The IFR, which is hosted by VDMA Robotics and Automation, has estimated a 5 per cent increase in industrial robots sold worldwide, based on the results of the IFR quarterly statistics.
‘The global demand for industrial robots reached an all-time-high of about 168,000 units in 2013,’ said Arturo Baroncelli, IFR president. ‘The success story of the robotics industry is continuing.’
Robot sales to the Americas continued to increase due to necessary automation processes in the North American industry. Robot sales to Asia rose considerably due to strong demand from China, South Korea and other growing Asian markets. In the fourth quarter 2013, the start of recovery in the Euro-zone pushed robot demand substantially, but due to the rather weak development in the first three quarters, robot sales in Europe stagnated in 2013.
The company also said that between 2010 and 2013 the annual increase of global robot sales was about 12 per cent on average despite the critical economic situation in some key countries. ‘One basic reason for the continuous growth in the use of robotics is its never ending technological development in relation with market and industrial requirements, accounting for product quality and competitiveness as well as safe processes,’ explained Baroncelli.
Joe Gemma, IFR vice president, added: ‘Those of us in the industry are not surprised by the growth as many factors have contributed to the increase use of robotics worldwide. The software to work with and run robots and automation cells has developed rapidly over the last few years and the ease of use has transcended into more applications under a very demanding and dynamic manufacturing landscape that would not have been tackled in the past.
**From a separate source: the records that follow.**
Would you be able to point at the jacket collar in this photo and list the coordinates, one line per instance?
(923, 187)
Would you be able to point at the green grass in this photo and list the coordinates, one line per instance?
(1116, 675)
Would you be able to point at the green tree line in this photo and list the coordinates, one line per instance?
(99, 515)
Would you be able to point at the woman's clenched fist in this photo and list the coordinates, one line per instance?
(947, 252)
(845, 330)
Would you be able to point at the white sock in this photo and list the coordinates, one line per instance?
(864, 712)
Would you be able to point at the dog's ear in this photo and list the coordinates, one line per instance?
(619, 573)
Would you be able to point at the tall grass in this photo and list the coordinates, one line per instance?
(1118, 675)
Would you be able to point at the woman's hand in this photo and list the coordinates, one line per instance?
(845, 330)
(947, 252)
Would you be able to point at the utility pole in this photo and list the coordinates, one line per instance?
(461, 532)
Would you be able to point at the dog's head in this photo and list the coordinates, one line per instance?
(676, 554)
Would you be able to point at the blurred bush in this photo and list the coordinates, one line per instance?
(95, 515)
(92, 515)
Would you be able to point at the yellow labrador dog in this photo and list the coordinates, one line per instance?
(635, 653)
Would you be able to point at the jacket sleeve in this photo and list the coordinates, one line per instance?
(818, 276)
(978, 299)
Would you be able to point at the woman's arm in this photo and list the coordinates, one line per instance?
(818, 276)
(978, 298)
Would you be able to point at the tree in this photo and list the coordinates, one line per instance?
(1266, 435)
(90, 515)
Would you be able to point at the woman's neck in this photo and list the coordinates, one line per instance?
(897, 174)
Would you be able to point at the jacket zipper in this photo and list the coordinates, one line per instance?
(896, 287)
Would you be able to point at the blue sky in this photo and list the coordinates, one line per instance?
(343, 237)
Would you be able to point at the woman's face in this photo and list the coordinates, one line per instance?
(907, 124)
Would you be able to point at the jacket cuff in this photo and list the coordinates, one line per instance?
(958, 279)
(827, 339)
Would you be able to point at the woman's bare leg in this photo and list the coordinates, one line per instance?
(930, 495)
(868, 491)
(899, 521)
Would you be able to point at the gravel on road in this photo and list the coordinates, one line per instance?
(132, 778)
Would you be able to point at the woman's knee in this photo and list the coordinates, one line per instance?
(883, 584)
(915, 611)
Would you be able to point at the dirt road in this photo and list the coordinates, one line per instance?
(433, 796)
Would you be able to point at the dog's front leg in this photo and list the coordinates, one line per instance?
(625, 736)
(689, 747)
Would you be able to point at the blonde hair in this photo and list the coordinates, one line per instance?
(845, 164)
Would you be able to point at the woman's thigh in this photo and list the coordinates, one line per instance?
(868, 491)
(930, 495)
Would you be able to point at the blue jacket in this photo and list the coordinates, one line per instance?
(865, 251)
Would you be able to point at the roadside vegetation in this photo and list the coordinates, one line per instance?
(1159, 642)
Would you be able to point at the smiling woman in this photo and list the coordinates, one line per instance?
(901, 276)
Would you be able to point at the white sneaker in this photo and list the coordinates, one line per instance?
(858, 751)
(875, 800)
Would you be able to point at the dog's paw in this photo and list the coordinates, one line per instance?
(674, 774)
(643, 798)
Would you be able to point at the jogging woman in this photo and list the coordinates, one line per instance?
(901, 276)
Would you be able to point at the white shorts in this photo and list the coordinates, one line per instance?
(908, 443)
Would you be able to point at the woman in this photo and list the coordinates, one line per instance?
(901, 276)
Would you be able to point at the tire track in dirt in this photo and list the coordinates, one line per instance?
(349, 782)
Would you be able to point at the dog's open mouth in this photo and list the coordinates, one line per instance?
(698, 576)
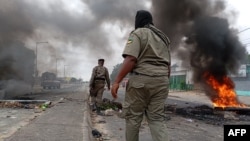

This has enabled manufacturers to provide products to the market quicker and with flexibility of variations to meet consumer demand and at the same time ensure the quality required and the performance demanded.
Gemma continued: ‘Additionally, development tools have enabled more R&D variations on traditional product portfolios and has provided the possibility to "push the envelope" to bring more innovation quicker to the market place. Certainly the volume increases over the last several years has created a cost benefit that is shared to the automation consumers and is now more attractive to non-traditional markets. These changes and others have contributed to the advancement and increase for worldwide demand for automation solutions.’